Reinforcement-Learning-of-Sequential-Price-Mechanisms

论文Reinforcement Learning of Sequential Price Mechanisms的非官方复现

papar Reinforcement Learning of Sequential Price Mechanisms unofficial implementation

原文论文：

Brero G, Eden A, Gerstgrasser M, et al. Reinforcement learning of sequential price mechanisms[C]//Proceedings of the AAAI Conference on Artificial Intelligence. 2021, 35(6): 5219-5227.

Usage

Env/SPMsEnv.py is the environment of Part 1: Correlated Value Experiments (Welfare). in the original paper, register it in gym.
SB3SPM.py use OpenAI Stable Baselines library. (Dependency: Stable Baselines3)
ppo_continuous_action.py is another all-in-one script based on cleanrl. (Dependency: CleanRL)

Sequential-Price-Mechanisms

Agents : $[n]={1, \ldots, n}$
Items : $[m]={1, \ldots, m}$
valuation function : $v_{i}: 2^{[m]} \rightarrow \mathbb{R}_{\geq 0}$
Payment : $\boldsymbol{\tau}=\left(\tau_{1}, \ldots, \tau_{n}\right)$
allocations : $\mathbf{x}=\left(x_{1}, \ldots, x_{n}\right)$
social welfare : $\operatorname{sw}(\mathbf{x}, \mathbf{v})=\sum_{i \in[n]} v_{i}\left(x_{i}\right)$

Objective: maximize the expected social welfare

$$ $\mathbb{E}_{\mathbf{v} \sim \mathcal{D},(\mathbf{x}, \boldsymbol{\tau}):=\mathcal{M}(\mathbf{v})}[\mathbf{S W}(\mathbf{x}, \mathbf{v})]$ $$

Initialize : $\rho^{0}=\left(\rho_{\text {agents }}^{0}, \rho_{\text {items }}^{0}\right) = ([n],[m])$, $\mathbf{x}^{0}=(\emptyset, \ldots, \emptyset)$ and $\boldsymbol{\tau}^{0}=(0, \ldots, 0)$.

one mechanism step(round):

the mechanism picks an agent $i^{t} \in \rho_{\text {agents }}^{t-1}$ and posts a price $p_{j}^{t}$ for each available item $j \in \rho_{\text {items }}^{t-1}$.
agent $i^t$ selects a bundle $x^t$ and is charged payment $\sum_{j \in x^{t}} p_{j}^{t}$.
the mechanism update the remaining items $\rho_{\text {items }}^{t}$, remaining agents $\rho_{\text {agents}}^{t}$, temporary allocation $x^t$, and temporary payment profile $\tau^t$.
The game terminates when no agents or items are left.

Learning Optimal SPMs

The problem of designing an optimal SPM is casted as a POMDP problem.
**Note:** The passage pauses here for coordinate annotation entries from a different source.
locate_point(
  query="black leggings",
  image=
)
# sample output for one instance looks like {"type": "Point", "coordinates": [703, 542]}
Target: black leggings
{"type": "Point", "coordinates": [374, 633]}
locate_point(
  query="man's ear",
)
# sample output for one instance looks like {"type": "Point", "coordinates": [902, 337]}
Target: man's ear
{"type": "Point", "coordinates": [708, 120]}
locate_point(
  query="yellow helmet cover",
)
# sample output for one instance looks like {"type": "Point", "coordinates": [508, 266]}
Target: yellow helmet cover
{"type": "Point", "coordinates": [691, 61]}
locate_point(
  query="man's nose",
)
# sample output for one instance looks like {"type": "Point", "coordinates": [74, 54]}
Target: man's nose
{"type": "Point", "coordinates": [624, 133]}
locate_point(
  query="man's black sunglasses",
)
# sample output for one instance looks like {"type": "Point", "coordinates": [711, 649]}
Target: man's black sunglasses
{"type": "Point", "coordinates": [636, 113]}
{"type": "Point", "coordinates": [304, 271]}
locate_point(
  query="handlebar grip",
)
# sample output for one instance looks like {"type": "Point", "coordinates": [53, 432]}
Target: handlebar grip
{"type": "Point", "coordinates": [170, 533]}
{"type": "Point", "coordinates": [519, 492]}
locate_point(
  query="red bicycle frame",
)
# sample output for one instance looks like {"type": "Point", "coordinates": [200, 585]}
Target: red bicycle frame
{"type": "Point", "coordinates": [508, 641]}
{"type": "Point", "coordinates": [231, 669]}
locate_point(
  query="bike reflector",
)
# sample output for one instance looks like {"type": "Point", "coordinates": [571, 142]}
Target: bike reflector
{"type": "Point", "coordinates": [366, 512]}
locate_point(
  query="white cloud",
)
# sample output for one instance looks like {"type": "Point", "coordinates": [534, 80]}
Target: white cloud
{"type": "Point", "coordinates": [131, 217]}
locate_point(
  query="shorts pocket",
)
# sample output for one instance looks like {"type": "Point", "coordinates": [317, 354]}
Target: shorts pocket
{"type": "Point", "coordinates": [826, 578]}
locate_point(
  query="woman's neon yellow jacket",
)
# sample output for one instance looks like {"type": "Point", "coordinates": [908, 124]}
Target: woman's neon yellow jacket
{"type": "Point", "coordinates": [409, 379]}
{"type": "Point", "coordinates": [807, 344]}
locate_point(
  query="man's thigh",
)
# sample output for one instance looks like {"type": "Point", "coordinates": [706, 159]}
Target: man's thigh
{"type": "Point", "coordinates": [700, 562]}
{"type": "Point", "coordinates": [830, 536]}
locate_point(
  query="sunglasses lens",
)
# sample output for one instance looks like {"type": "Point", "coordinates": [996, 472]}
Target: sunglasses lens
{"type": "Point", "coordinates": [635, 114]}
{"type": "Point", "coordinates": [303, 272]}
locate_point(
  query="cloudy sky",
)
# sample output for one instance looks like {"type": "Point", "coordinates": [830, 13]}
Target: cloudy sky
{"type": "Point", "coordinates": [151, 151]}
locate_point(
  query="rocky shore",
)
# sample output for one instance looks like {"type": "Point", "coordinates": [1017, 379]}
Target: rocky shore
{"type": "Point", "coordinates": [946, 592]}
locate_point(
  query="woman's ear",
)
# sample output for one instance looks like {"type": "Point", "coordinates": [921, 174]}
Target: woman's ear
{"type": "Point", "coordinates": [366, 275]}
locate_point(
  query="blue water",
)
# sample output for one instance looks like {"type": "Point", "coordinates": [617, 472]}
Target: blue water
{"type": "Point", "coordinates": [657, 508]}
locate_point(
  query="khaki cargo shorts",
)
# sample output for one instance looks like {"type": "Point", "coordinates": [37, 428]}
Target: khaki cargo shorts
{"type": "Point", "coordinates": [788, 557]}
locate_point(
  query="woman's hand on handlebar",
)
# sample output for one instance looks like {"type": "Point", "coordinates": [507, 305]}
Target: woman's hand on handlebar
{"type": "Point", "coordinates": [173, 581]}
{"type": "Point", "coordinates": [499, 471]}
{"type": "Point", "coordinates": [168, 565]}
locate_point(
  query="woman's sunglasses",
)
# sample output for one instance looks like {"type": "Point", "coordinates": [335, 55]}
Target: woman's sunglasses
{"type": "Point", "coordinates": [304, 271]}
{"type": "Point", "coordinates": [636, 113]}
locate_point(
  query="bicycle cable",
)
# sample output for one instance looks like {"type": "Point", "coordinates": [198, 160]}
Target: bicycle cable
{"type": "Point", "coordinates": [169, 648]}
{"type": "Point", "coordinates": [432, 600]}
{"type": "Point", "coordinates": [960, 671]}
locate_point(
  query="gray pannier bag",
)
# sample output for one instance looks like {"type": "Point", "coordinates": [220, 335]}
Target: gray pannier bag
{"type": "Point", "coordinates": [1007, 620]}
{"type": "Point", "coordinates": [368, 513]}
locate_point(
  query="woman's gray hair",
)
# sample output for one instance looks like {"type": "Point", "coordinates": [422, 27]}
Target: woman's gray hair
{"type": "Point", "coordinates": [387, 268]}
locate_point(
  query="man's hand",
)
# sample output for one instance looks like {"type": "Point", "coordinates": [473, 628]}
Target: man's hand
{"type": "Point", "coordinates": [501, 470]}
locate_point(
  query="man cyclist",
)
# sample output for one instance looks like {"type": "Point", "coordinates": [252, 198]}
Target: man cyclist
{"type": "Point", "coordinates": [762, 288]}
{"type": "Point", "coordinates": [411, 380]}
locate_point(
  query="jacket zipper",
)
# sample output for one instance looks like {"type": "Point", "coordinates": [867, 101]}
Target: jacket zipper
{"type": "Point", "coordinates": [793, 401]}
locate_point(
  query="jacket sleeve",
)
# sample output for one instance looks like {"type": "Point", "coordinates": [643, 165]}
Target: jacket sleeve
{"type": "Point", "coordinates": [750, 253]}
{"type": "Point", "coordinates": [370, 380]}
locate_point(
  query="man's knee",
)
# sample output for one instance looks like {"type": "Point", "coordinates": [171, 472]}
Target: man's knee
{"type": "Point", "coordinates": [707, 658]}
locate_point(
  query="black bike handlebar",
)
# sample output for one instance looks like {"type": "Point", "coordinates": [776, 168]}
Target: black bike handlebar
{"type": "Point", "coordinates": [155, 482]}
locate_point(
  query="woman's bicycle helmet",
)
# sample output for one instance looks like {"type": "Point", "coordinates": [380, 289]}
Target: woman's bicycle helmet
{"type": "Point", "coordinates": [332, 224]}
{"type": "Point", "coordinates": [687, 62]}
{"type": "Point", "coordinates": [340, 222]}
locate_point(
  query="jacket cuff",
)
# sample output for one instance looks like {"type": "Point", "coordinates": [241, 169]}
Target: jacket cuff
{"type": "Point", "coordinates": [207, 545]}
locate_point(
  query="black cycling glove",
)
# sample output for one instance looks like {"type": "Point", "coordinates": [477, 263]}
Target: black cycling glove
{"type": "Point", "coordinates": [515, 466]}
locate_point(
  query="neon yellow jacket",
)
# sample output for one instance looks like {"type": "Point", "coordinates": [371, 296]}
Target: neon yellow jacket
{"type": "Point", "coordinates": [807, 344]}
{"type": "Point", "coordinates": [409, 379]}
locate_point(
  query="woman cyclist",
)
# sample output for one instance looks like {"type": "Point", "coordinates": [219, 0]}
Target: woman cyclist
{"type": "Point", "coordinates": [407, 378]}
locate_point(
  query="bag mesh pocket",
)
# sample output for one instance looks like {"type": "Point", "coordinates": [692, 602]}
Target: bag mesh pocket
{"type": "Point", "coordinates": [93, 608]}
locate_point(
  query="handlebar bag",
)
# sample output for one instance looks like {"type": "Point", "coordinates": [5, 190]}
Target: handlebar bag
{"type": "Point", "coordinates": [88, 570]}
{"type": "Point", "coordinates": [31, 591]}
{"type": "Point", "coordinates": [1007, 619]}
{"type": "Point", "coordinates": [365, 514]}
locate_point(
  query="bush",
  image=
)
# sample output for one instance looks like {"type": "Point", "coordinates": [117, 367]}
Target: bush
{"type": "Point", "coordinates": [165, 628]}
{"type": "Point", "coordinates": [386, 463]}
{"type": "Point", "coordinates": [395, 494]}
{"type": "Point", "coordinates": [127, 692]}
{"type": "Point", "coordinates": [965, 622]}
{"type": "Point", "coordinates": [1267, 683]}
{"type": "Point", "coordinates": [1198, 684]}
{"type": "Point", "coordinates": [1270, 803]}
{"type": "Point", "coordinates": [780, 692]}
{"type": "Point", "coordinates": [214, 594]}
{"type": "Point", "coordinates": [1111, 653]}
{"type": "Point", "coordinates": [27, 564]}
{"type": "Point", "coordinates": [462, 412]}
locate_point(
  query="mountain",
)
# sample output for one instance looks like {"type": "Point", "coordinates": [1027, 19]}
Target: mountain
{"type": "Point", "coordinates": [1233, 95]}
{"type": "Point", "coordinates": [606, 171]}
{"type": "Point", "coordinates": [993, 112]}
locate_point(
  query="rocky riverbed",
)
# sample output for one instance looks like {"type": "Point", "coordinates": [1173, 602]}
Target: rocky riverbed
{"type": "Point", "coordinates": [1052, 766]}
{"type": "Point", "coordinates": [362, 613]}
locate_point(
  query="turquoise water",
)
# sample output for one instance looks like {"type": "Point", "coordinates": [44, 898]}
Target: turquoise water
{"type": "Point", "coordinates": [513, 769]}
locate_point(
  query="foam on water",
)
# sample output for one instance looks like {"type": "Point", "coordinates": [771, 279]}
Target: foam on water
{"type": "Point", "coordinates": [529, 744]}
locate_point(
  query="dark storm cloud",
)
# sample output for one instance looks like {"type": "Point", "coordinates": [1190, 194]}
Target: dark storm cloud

state : $s^{t}=\left(\mathbf{v}, \mathbf{x}^{t-1}, \rho^{t-1}\right)$
action : $a^{t}=\left(i^{t}, p^{t}\right)$
observation : $o^{t+1}=\left(i^{t}, p^{t}, x^{t}\right) \in \mathcal{O}$
reward = $\operatorname{sw}\left(\mathbf{x}^{t}, \mathbf{v}\right)$ if terminal state else 0

3 different types statistic of the history as observations:

(a). Items/agents left: encoding which items are still available and which agents are still to be considered.

(b). Allocation matrix: in addition to items/agents left, encodes the temporary allocation x tat each round t.

(c). Price-allocation matrix: in addition to items/agents left and temporary allocation, stores an n × m real-valued matrix with the prices the agents have faced so far.

Expiremnts

We first test a setting with 5 multiple identical copies of an item, and 20 agents with unit-demand and correlated values.

For this, we use parameter $0\leq \delta\leq 1$ to control the amount of correlation.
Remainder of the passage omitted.